I think in addition to the (relatively small) fixed registration fee for witnesses, a witness should be required to deposit funds (of some fixed amount specified by the network) into a surety bond for them to be considered a valid candidate. These funds can be withdraw if the witness decides to retire (perhaps temporarily) but there would be a 2-week delay in that process (the retirement, meaning no more block production, would be immediate or at least would occur by the next maintenance perod, but the fund withdrawal would be delayed). A registered witness without a bond is not a valid candidate witness. People can still vote for those witnesses, but no matter how high their approval gets they will never become an active witness if they don't have a sufficient bond posted.
In addition to voting for a witness, stakeholders should optionally be able to vote to ban a particular witness. If the amount of stake voting to ban a particular witness exceeds some threshold, e.g. the median approval votes for active witnesses, the blockchain will ban that witness. Banning means that the blockchain takes away the funds in the surety bond from the witness and prevents that witness account from ever becoming a candidate witness again (obviously the person behind that account can always register a new witness account).
With this change there would be a financial incentive to not misbehave (for example by double signing blocks) even for witnesses who don't care about ever being a block producer again. It would also provide a mechanism for witnesses to legitimately retire without having to ask stakeholders to vote them out or compromise block production.
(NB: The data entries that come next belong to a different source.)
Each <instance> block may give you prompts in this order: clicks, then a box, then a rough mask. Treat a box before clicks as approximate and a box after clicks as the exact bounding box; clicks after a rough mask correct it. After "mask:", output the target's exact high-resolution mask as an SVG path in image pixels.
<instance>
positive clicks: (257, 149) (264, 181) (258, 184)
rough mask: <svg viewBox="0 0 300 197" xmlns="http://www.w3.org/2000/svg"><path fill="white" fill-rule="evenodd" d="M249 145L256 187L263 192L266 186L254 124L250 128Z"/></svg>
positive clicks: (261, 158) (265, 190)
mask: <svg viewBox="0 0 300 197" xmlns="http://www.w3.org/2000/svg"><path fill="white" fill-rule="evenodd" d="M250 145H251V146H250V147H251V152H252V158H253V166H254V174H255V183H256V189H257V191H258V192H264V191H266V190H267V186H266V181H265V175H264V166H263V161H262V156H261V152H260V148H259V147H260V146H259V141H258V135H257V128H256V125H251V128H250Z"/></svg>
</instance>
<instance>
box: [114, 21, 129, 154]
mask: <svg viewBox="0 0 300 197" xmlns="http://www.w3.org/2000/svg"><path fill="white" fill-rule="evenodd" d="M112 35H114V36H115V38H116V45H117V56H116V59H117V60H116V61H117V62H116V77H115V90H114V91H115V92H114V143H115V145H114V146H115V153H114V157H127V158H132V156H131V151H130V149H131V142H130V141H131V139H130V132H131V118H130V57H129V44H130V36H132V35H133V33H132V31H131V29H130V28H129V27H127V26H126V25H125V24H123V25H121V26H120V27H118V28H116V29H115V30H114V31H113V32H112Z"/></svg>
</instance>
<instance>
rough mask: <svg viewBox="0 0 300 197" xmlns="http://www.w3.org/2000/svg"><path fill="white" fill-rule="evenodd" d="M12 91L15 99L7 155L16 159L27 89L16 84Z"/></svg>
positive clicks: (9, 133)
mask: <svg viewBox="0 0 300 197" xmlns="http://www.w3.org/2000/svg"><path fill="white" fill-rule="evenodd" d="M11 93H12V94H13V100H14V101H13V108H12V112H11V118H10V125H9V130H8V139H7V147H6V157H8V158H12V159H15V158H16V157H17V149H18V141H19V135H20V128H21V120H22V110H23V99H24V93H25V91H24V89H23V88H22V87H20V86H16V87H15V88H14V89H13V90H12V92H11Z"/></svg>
A more advanced alternative to banning witnesses would be to allow anyone to provide proof of a double sign and have the network do the banning automatically if a valid proof was provided (and also reward the proof provider from some fraction of the surety bond). A hybrid approach might also be desirable. For example, if the ban votes for a witness exceed some low threshold, then a double sign proof is enough to get the witness banned. If the ban votes exceed some higher threshold, the witness is banned without any crypographic proof required. This modification requires ensuring that the block signing protocol is designed in a way that small double signing proofs can be submitted and validated (I'm not sure if the current protocol is designed to support that).